Here are a few questions I had for M.L. Malcolm author of Heart of Lies:
1. The novel was previously published under the title Silent Lies. After reading the book I think Heart of Lies fits the subject matter. The lies Leo Hoffman tell are lies of the heart. Why the change in title?
The very experienced marketing department at Harper Collins, my new literary home, decided that Heart of Lies was a more attractive title, and if Harper is happy, I’m happy!
2. As part of your research, you used your husband's family history within the novel. Did they mind being the subject of your novel? Did they offer a special insight?

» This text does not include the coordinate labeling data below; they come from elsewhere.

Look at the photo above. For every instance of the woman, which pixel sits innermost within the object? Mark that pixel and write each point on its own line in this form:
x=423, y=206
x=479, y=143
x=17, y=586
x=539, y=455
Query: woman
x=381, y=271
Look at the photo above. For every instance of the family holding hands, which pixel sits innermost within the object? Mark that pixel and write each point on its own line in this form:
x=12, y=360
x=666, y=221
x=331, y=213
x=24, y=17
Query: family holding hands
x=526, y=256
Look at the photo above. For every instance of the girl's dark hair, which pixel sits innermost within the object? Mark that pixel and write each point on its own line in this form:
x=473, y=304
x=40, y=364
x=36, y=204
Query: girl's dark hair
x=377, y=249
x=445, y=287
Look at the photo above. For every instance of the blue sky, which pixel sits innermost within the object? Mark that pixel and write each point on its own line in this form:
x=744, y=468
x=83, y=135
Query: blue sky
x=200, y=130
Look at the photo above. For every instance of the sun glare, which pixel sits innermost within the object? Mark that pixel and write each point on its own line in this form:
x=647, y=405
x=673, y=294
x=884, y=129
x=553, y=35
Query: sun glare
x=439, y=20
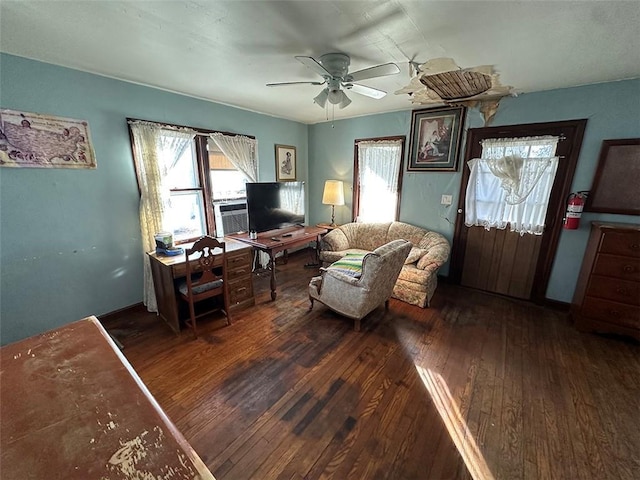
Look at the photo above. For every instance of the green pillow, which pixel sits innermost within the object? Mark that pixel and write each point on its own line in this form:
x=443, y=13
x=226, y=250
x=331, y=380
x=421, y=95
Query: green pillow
x=350, y=264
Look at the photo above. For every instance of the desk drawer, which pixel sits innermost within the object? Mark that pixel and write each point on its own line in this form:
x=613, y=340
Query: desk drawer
x=240, y=290
x=611, y=312
x=239, y=264
x=614, y=289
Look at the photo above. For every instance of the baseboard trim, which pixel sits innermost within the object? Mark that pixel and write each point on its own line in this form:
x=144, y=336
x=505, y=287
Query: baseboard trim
x=121, y=312
x=556, y=304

My in-laws have always been incredibly helpful and supportive. Over the years I collected many riveting anecdotes about how various members of the family had managed to escape the Nazis; these provided the makings of a great book, but I didn’t really want to write a WWII story, so I looked for a way to explore those experiences in a meaningful way within a different historical context. At one point my mother-in-law became concerned that some of my readers would think that her father had been a diamond thief, but hopefully my comments at the end of the book make clear that I simply used their experiences as a launching point!
3. Why tell the story from different points of view? Why not just stick with Leo's perspective?

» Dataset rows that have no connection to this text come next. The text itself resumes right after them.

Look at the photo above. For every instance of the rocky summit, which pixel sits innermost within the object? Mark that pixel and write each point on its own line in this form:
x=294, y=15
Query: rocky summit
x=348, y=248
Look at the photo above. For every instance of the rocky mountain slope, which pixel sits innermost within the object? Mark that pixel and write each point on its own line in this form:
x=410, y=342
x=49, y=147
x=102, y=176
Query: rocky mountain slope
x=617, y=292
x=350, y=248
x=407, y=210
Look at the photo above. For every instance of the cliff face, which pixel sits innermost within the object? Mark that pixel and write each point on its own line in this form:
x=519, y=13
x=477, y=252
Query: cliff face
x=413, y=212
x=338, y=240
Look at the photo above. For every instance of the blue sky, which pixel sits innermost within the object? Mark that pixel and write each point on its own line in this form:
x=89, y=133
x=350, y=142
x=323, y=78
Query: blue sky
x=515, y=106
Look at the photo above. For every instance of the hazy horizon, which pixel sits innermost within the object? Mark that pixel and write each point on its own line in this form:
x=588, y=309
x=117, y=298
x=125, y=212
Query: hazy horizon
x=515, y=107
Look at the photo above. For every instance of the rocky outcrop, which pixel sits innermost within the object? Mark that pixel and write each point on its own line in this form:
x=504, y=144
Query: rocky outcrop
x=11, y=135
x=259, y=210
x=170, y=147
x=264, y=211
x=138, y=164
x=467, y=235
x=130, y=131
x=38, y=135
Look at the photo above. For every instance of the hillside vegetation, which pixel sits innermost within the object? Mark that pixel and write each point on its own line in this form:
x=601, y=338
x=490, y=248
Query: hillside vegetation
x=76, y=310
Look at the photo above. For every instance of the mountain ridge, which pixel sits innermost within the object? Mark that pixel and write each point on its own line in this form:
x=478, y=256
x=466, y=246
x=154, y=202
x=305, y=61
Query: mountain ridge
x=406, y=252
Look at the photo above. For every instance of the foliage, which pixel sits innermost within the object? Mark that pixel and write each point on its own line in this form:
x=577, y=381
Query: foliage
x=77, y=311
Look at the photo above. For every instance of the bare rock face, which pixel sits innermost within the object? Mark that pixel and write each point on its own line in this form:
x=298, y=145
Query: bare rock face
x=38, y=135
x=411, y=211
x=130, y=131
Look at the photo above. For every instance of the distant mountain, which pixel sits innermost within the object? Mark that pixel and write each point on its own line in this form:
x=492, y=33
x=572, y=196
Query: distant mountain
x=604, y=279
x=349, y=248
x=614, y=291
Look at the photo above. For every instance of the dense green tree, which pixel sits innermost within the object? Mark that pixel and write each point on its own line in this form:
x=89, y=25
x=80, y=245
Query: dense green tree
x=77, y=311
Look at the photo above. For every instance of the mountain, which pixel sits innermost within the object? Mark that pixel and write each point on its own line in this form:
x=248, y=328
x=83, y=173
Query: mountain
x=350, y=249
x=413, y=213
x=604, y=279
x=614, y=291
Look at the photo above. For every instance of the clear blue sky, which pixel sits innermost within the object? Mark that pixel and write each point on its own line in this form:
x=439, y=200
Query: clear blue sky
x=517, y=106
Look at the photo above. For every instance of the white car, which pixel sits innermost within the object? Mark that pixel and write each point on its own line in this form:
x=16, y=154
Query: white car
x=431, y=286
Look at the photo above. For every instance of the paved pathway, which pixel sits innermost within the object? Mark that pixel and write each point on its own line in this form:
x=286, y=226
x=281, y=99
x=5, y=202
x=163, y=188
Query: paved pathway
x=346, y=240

When I write I am literally watching a movie in my mind, and I like changing the camera angle from time to time. Sometime it’s because that’s the way the scene came into my head and it just felt right; at other times changing up the point of view allows the reader to experience the story more forcefully. For example, when the waiter hands Leo’s letter to Martha, he has just inadvertently turned her life upside down, but we experience her pain through his reaction to it rather than being in her head the whole time, and I think that’s more powerful, in part because it’s unexpected. Like in that famous scene from, “When Harry Met Sally,” where the grandmother says, “I’ll have what she’s having,” the impact of the main characters on the people around them can add depth (and humor) to a story. Also, there are several main characters in the book, and they each had an important part of their own story to tell while the other characters were “offstage.”
4. Leo's marriage to Martha starts off with a lie. He tries to redeem himself, but his relationship with his daughter Maddy is also full of lies. Why not break the cycle by the end?
Leo gets caught up in some pretty dire situations. He lives under false pretenses, but he lies to himself as often and as severely as he lies to others, and the consequences play out in pretty dramatic and often unanticipated ways. Leo is starting to face up to all this by the end of the book, and is trying to redeem himself; he gets farther along in this process in the sequel. But life is very complex. There are no simple answers and no easy fixes. I ended the book on a hopeful note, because for both Leo and Maddy, just having a reason to hope is a pretty big change.